In artikel 70, eerste lid, van de Vw 2000, waarin – kort gezegd – is geregeld wie in vreemdelingenzaken bezwaar, administratief beroep, het beroep op de rechtbank of het hoger beroep kan instellen, is ten aanzien van de advocaat opgenomen dat deze dient te verklaren «daartoe bepaaldelijk te zijn gevolmachtigd». Dit wordt niet langer noodzakelijk geacht en deze woorden zullen dan ook worden geschrapt. Dit heeft tot gevolg dat de Afdeling, anders dan thans nog het geval is, niet meer gehouden zal zijn het hoger beroep kennelijk niet-ontvankelijk te verklaren, indien deze bewoordingen in het hoger beroepschrift niet worden gebezigd.

In artikel 85, derde lid, van de Vw 2000 is bepaald dat het hoger beroepschrift, indien het niet een of meer grieven bevat of niet voldoet aan artikel 6:5 van de Algemene wet bestuursrecht (Awb) of aan enig ander bij de wet gesteld vereiste voor het in behandeling nemen van het hoger beroep, niet-ontvankelijk wordt verklaard en dat artikel 6:6 van de Awb daarbij niet van toepassing is. Dit laatste heeft tot gevolg dat de indiener van het hoger beroep niet de mogelijkheid kan worden geboden een eventueel verzuim te herstellen binnen een hem daartoe gestelde termijn. Indien niet aan de gestelde vereisten is voldaan, dient de Afdeling het hoger beroep niet-ontvankelijk te verklaren.

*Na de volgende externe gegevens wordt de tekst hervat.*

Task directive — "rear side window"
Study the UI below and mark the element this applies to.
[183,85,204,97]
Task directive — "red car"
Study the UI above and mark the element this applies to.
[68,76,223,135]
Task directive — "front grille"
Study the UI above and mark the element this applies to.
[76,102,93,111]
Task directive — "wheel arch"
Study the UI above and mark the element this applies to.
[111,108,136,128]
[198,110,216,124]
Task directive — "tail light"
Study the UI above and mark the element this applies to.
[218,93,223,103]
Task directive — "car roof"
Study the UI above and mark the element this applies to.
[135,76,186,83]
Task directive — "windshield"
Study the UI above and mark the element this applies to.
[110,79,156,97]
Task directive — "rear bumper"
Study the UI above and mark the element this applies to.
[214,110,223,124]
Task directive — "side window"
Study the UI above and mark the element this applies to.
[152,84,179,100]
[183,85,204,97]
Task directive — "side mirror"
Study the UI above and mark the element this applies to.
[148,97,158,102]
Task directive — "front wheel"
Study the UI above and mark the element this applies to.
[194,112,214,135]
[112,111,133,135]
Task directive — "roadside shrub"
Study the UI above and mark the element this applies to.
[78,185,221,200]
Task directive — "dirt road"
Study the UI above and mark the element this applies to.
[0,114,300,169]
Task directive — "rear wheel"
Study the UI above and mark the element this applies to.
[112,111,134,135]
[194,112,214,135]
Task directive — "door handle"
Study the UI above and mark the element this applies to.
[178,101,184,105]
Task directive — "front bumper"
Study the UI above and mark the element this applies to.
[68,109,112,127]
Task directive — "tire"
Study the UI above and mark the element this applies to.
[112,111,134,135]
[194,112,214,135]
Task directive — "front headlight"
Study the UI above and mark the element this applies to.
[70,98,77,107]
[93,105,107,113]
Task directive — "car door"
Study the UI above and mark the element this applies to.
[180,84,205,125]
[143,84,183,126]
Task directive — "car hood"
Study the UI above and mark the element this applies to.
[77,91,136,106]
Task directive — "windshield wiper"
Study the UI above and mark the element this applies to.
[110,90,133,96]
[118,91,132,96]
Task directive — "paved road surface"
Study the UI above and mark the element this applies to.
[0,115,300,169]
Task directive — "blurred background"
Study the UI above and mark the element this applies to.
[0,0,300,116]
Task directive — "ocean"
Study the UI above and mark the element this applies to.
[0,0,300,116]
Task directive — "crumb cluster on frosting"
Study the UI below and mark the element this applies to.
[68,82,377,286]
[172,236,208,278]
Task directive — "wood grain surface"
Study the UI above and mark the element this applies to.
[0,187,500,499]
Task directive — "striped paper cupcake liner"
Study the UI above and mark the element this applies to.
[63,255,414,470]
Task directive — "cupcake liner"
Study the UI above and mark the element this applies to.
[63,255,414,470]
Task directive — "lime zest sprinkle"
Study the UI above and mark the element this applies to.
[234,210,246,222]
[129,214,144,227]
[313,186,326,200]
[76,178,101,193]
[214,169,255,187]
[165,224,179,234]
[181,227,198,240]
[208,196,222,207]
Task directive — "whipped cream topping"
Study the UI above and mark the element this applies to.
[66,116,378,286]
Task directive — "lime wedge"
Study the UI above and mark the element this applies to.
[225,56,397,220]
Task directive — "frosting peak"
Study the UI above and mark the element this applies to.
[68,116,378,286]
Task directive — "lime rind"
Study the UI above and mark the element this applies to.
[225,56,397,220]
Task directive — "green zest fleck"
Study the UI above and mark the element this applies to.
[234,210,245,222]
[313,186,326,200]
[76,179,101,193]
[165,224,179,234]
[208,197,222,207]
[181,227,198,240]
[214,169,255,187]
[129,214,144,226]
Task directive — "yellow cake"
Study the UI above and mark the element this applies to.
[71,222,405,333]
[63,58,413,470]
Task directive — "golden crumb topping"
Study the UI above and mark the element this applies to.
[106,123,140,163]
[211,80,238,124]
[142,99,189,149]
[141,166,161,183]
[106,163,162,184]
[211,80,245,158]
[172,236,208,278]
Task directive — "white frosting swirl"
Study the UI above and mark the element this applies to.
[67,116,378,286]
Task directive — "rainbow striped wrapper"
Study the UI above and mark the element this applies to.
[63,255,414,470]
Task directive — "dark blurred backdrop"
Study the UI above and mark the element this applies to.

De voorgestelde wijziging van artikel 85 strekt er toe dat artikel 6:6 voortaan alleen toepassing zal missen, indien niet is voldaan aan de vereisten genoemd in artikel 6:5, eerste lid, onder c en d, of aan het eerste lid of tweede lid van artikel 85. Deze bepalingen zien op de verplichting om in het hoger beroepschrift een omschrijving te geven van de uitspraak waartegen het hoger beroep is gericht en op de verplichting om – als gezegd – inhoudelijke bezwaren (grieven) tegen de uitspraak te formuleren. De Afdeling zal daarmee niet langer verplicht zijn het hoger beroep niet ontvankelijk te verklaren op niet inhoudelijke gronden, zoals het ontbreken van ondertekening, dagtekening of het adres van de indiener dan wel het niet overleggen van een afschrift van de aangevallen uitspraak, zonder dat de indiener de kans krijgt deze verzuimen te herstellen. Het hoger beroep kan op grond van artikel 6:6 van de Awb overigens alsnog op deze gronden niet ontvankelijk worden verklaard, indien niet adequaat wordt gereageerd op het verzoek om het verzuim of een verzoek met deze strekking.

De minister van Justitie,

E. M. H. Hirsch Ballin

De staatssecretaris van Justitie,

N. Albayrak


XNoot
1

Verordening nr. 343/2003/EG van de Raad van 18 februari 2003 tot vaststelling van de criteria en instrumenten om te bepalen welke lidstaat verantwoordelijk is voor de behandeling van een asielverzoek dat door een onderdaan van derde land bij een van de lidstaten wordt ingediend (de Dublinverordening).

XNoot
2

Verordening nr. 2725/2000/EG van de Raad van 11 december 2000 betreffende de instelling van Eurodac (de Eurodacverordening).

XNoot
3

Zie bijvoorbeeld ABRvS, 28 oktober 2003, zaaknr. 200304447/1, JV 2003/559.